Lo admirable en su caso, volviendo brevemente al comienzo, es que Callahan ha entregado sus mejores obras en su última etapa, aún vigente. Y lo prodigioso, de hecho, es que las realizadas entre tanto, hasta llegar a las cumbres de los últimos años, no son precisamente bocetos, tanteos, ensayos ni versiones menores de su yo actual de madurez artística deslumbrante, sino discos extraordinarios y con entidad propia.
Su carrera comenzó a finales de los 80 y principios de los 90, cuando comenzó a publicar por su cuenta modestas cassettes grabadas en su casa en un cuatro pistas. Lo hizo así por pura necesidad (técnica y, se entiende, comunicativa), pero cuando lo fichó el sello Drag City, sin volverse loco, se afianzó en esa misma estética y siguió explorando las posibilidades expresivas de la parquedad de recursos y de su sonido rugoso, rudimentario, absolutamente imperfecto, muchas veces una guitarra, una base rítmica programada, acaso algún sample, y su voz: siempre su voz, aunque en aquel entonces --comienzos de los 90-- aún no había alcanzado la extraordinaria sensualidad de su posterior, inconfundible e hipnótico registro de barítono que canta pareciendo recitar, o viceversa.
Son los años del apogeo lo-fi, estética de la que con toda justicia se le tiene por uno de los grandes pioneros. Y sin embargo algo empezó pronto a cambiar... No en vano la discografía de Bill Callahan serviría para demostrar, no con bonitos discursos sino por vía de los hechos, que la coherencia, virtud tan cantada como con frecuencia falseada, nunca conllevó rigidez ni inmovilismo. A tales efectos fue crucial su encuentro en el camino con Jim O'Rourke, músico y productor ligado tanto al experimentalismo como al pop y figura capital para entender la evolución de Sonic Youth.
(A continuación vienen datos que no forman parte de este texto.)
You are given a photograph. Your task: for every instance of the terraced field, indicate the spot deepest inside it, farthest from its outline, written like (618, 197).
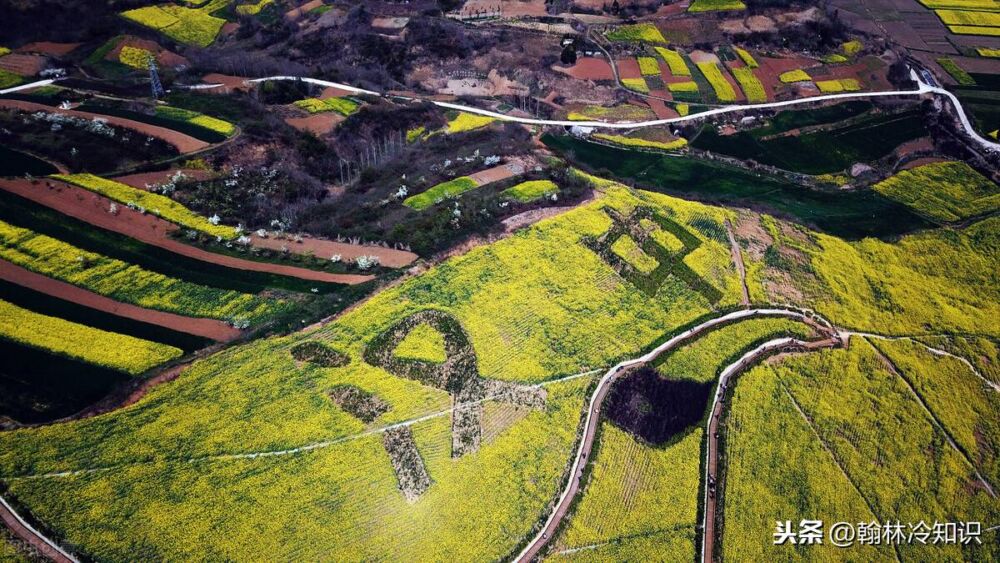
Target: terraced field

Junto a O'Rourke, nuestro hombre descubrió que podía estilizar su sonido sin por ello traicionar su discurso, y en discos como Wild Love (1995), The Doctor Came at Dawn (1996) o Red Apple Falls (1997) incorporó a su rock al ralentí, ascético y medio áspero secciones de cuerda, discretos apuntes electrónicos, todo un abanico de nuevos y más elaborados arreglos para arropar sus composiciones propensas a lo esencial. Muy significativas de esta etapa, y de los albores de la misma (el muy estimable Julius Caesar de 1993), son piezas como I am Star Wars, en la que Callahan, en vena expansiva, sampleó el Honky Tonk Woman de los Stones; o Bathysphere, una de las composiciones más emblemáticas de su primera etapa profesional, y por lo demás una de sus canciones dignas de figurar en una hipotética lista universal de canciones heartbreaking sobre la niñez y la pérdida de la inocencia.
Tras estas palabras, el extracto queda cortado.